Ingredients:
1⁄2 cups olive oil
1⁄3 cup soy sauce
1⁄4 cup red wine vinegar
Juice of 1 lemon
1-2 tbsp Worcestershire sauce
1-2 tbsp fresh parsley, finely chopped
2 tsp dry mustard
Freshly cracked black pepper, to taste
4 cloves garlic, peeled and minced
4 center cut pork chops
Directions:
Combine all marinade ingredients and reserve 2-3 Tbsp. Place the pork chops and marinade in a Ziploc bag and let marinate for at least 3-4 hours or overnight.
Preheat oven to 400 degrees. In a hot skillet over medium-high heat, sear each side of the pork chops for 2-3 minutes.

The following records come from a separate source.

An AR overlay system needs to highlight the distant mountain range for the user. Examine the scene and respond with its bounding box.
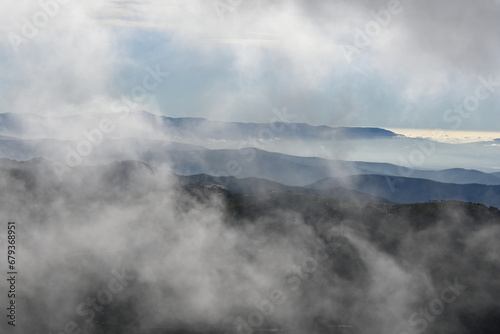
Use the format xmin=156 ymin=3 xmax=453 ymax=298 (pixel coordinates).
xmin=0 ymin=138 xmax=500 ymax=186
xmin=0 ymin=158 xmax=500 ymax=208
xmin=0 ymin=111 xmax=399 ymax=140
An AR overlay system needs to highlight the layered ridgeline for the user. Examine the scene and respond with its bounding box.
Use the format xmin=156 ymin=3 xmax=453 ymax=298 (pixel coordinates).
xmin=0 ymin=110 xmax=500 ymax=174
xmin=0 ymin=159 xmax=500 ymax=334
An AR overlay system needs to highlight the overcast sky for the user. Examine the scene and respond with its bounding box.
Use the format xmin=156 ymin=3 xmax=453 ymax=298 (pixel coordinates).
xmin=0 ymin=0 xmax=500 ymax=131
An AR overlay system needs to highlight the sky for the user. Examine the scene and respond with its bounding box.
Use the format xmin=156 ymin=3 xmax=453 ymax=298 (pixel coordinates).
xmin=0 ymin=0 xmax=500 ymax=132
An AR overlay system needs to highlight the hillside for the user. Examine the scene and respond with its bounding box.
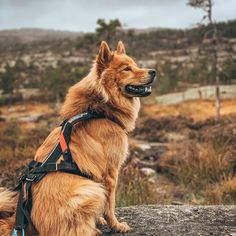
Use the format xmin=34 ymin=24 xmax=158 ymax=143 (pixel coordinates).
xmin=0 ymin=20 xmax=236 ymax=103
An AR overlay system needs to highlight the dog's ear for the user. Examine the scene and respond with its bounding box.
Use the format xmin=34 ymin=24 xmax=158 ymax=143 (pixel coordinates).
xmin=96 ymin=41 xmax=113 ymax=75
xmin=116 ymin=41 xmax=126 ymax=54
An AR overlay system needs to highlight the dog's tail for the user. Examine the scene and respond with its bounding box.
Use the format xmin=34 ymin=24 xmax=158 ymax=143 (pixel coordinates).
xmin=0 ymin=188 xmax=18 ymax=236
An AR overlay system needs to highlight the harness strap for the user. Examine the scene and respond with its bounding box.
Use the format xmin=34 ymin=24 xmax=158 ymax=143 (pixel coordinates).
xmin=14 ymin=112 xmax=105 ymax=235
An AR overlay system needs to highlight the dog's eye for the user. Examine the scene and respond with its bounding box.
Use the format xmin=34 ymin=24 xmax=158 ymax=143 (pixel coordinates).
xmin=123 ymin=66 xmax=131 ymax=71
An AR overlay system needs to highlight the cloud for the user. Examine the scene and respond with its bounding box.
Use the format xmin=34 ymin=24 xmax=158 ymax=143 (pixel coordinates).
xmin=0 ymin=0 xmax=235 ymax=31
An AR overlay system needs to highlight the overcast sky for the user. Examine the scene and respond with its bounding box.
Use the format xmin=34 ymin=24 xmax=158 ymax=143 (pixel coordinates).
xmin=0 ymin=0 xmax=236 ymax=32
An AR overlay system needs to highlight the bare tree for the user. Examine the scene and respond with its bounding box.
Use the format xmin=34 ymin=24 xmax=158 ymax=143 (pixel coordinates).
xmin=188 ymin=0 xmax=220 ymax=121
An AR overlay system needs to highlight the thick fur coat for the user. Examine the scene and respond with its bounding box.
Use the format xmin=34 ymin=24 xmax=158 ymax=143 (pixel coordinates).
xmin=0 ymin=42 xmax=153 ymax=236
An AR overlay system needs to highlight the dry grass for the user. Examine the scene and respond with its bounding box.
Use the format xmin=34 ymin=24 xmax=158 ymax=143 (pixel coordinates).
xmin=205 ymin=176 xmax=236 ymax=205
xmin=162 ymin=137 xmax=236 ymax=204
xmin=116 ymin=166 xmax=157 ymax=207
xmin=142 ymin=100 xmax=236 ymax=121
xmin=0 ymin=121 xmax=48 ymax=187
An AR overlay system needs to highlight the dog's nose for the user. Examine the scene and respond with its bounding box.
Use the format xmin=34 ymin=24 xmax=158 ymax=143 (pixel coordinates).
xmin=148 ymin=69 xmax=157 ymax=78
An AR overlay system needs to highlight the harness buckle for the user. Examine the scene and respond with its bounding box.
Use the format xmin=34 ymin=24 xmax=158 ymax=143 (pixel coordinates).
xmin=25 ymin=174 xmax=37 ymax=182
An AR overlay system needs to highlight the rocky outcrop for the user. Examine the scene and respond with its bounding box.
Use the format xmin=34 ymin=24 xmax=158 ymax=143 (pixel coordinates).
xmin=102 ymin=205 xmax=236 ymax=236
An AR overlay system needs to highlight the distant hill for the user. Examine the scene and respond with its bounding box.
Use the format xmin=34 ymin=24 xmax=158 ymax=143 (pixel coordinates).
xmin=0 ymin=20 xmax=236 ymax=101
xmin=0 ymin=28 xmax=82 ymax=43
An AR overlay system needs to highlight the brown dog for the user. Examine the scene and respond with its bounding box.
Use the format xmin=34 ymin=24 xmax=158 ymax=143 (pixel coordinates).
xmin=0 ymin=42 xmax=156 ymax=236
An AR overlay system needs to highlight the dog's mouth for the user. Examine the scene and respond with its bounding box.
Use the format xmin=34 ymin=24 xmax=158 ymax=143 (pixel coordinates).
xmin=125 ymin=84 xmax=152 ymax=97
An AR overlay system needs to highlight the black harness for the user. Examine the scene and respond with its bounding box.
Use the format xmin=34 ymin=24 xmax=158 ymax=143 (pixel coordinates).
xmin=13 ymin=112 xmax=105 ymax=235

Place in the oven and cook for 20 minutes or until the meat has reached 160 degrees.
Pan Sauce:
Pan scrapings from pork tenderloin
1/2 cup of chicken broth
2-3 tbsp of pork marinade (thoroughly mixed)
1-2 tsp butter
Meanwhile, place the skillet back on the stove over medium heat. Add the chicken broth and scrape up all the browned pieces from the bottom of the pan. Add the marinade and let it boil down for 2-3 minutes. Add the butter and remove from heat stirring until butter has melted. Pour over the pork chops.